Electroluminescence in dopant-free GaAs/AlGaAs single heterojunctions: 2D free excitons, H-band, and the tidal effect
Abstract
Bright electroluminescence (EL) from dopant-free ambipolar lateral p-n junctions in GaAs/AlGaAs single heterointerface (SH) heterostructures is used to probe neutral free excitons arising from two-dimensional electron and hole gases (2DEGs and 2DHGs). The EL spectra reveal both the heavy-hole neutral free exciton (X0) and the high-energy free exciton of the H band (HE).
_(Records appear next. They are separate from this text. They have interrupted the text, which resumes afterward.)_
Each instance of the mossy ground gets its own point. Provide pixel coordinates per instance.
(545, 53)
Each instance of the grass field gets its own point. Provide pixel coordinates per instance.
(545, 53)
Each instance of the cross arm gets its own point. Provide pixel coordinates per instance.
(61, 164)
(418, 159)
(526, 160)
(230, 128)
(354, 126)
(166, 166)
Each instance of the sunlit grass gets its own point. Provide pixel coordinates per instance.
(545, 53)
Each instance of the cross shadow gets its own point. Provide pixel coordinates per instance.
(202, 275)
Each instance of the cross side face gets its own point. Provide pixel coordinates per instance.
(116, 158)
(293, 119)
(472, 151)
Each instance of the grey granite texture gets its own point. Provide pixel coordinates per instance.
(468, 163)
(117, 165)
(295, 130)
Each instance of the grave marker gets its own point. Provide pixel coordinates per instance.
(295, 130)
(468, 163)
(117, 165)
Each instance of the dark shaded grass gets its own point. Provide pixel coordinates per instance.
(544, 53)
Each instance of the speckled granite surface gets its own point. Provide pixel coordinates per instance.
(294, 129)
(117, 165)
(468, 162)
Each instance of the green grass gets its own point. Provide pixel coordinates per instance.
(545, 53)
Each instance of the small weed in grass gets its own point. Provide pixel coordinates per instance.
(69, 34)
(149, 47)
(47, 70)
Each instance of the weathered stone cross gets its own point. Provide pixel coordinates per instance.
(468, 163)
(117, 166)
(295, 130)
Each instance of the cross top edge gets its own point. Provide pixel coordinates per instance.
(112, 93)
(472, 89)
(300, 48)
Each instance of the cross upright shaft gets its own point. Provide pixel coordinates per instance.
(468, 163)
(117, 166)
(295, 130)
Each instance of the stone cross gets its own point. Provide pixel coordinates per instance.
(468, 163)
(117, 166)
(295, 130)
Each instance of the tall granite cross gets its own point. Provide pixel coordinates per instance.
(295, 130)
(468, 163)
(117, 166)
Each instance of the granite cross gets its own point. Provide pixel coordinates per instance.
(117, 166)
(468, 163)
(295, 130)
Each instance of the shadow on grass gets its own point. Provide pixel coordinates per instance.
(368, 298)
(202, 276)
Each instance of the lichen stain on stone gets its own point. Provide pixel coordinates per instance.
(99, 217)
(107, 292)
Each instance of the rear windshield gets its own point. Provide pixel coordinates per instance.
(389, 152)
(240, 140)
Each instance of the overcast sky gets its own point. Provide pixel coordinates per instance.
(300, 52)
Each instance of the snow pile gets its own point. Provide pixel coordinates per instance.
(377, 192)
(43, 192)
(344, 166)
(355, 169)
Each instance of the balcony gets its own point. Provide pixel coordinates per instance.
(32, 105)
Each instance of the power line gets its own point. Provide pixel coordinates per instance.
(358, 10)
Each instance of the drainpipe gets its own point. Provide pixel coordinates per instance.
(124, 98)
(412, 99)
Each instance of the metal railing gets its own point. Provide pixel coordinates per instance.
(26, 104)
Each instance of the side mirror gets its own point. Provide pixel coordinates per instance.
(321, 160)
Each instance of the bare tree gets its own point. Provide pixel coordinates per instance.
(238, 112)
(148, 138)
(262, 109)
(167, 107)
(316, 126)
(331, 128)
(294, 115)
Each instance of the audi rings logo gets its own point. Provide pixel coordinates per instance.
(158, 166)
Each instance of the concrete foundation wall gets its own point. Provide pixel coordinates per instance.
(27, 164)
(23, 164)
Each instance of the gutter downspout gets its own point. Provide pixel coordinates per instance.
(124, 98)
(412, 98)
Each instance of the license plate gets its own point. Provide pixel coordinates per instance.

A combination of transition energies, lifetimes, spatial emission profiles, and temperature dependences points to a predominantly two-dimensional character for these excitons at the SH. For X0, the EL peak energies (1515.5-1515.7 meV) lie slightly above the corresponding bulk GaAs photoluminescence (PL) line at 1515.3 meV, while time-resolved measurements yield markedly shorter lifetimes for EL than for PL (337 ps vs. 1610 ps), consistent with recombination in a confined interfacial layer. The HE exciton exhibits a Stark blueshift under forward bias below threshold, and its energies and lifetimes (down to 575 ps) are tuned by the topgate voltage; above threshold, HE emission is quenched in favor of X0. Finally, the tidal effect - a form of pulsed EL generated by swapping the topgate voltage polarity in ambipolar field-effect transistors - produces an X0 line at the same energy as in the lateral p-n junction and reproduces the characteristic nonmonotonic frequency dependence of the brightness previously observed in quantum-well heterostructures, again indicating a 2D-like origin. Taken together, these results show electrically generated and controllable 2D-like excitons (HE and X0), thereby bridging 2D exciton physics and 2DEG/2DHG platforms in dopant-free GaAs/AlGaAs SH devices.